第204話 生きた心地がしなかった


 湿度とそよ風を調整して体感温度や飲み水の確保を行ったりしていた。


 飲み水と言っても水滴を一日コップ一杯程度飲めるかどうかくらいなのだが、それを飲めるのと飲めないのとでは雲泥の差であろう。


 それでも私が溶かした部分の氷は次の瞬間には再生しているのだからこのカイザル様が行使した【コキュートス】という魔術が氷の牢獄というのも頷ける程である。


 しかしながら私にとってこの氷の牢獄に閉じ込められたまま過ごした一週間は魔術の基礎を見直すという意味においても有意義な時間であったとは思うのだが、私にとってはそれよりも何よりもいくら死んでいるとはいえ『かつて部下(しかも見下していた)であった者達の前で排泄物を垂れ流す』という行為が、まさかこれ程までに解放感に溢れ、今まで満たされる事の無かった私の心の渇きが満たされたような、今まで感じたことのない幸福感に包まれたというのが大きい。


 しかもただ垂れ流すだけではなく、氷に閉じ込められているのだから当然出した物は氷の中、すなわち私の身体は日を増すごとに糞尿まみれとなっていくのである。


 これは、カイザル様という圧倒的な強さを持っているご主人様によって半強制的にさせられる『嫌なのに抗えることが出来ない環境』だからこそ得られる幸福感なのである。

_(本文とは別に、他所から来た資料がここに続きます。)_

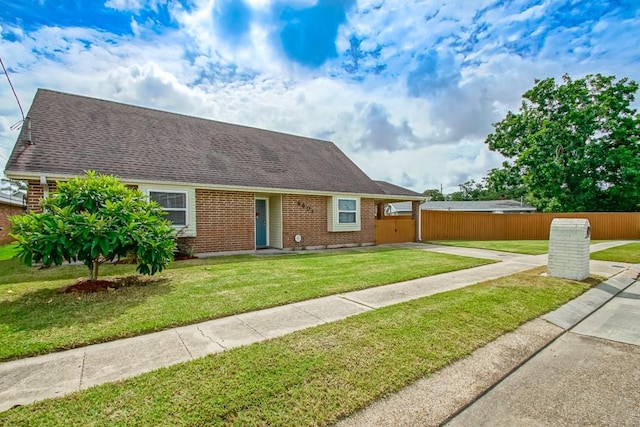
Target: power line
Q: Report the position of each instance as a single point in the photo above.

 その瞬間だけは今まで私が抱えていた全てのしがらみから解き放たれたようか感覚さえあった。


 それと共に、この幸福感や解放感を今一度味わうに為には『私よりも強い魔術師』である必要があるのだと分かった時の絶望感たるや。


 そのような魔術師、それも私という美貌を持つ女性に対してこのような非道ができる男性など恐らく世界全土を探せどカイザル様お一人だけであろうという事である。


 とりあえず、帝国という名の首輪はごみ箱に捨てカイザル様の側につくことは決定事項ではあるのだが、それをカイザル様が承諾してくれるのかという事である。

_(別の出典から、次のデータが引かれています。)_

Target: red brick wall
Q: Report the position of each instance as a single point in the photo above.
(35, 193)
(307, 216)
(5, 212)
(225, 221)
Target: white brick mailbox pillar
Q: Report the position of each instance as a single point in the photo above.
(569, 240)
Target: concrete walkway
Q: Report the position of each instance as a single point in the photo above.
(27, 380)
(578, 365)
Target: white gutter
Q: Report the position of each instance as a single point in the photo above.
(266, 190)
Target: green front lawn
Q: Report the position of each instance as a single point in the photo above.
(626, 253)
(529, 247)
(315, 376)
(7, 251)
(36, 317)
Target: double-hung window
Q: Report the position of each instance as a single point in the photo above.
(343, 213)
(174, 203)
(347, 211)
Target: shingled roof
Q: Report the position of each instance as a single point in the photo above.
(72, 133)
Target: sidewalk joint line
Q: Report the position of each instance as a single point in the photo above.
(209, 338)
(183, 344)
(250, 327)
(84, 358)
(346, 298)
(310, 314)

 もし承諾してくれなかった場合は自害もあり得る、そう思えてしまう程私はカイザル様がいない世界では生きてはいけないし、生きていこうとすらも思わない。 それほどまで私にとってカイザル様の存在は大きく絶大なものとなっていた。


 その為、あの日カイザル様へ私の胸の内を全て話した時のカイザル様からの返答が返って来るまでは生きた心地がしなかった程である。


 ちなみに私が『もしカイザル様が受け入れてくれないのならば死ぬしかない』と言ったところゴミムシをみるような目に醜い者をみるような感情が加わったのを私は見逃さなかったし、その瞬間正直言って軽くイッた。


 まさか目線だけで果ててしまう時が来ようとは……それほどまでにカイザル様が魅力的過ぎるという証拠であろう。


 そして返ってきたカイザル様の返答は、私をカイザル様の奴隷とするという内容であった。


 あぁ、カイザル様の奴隷……その響きだけで私はもう、何度果てた事か……。 その夜はカイザル様の言葉を反芻しながら、二十回果ててからは数えていない。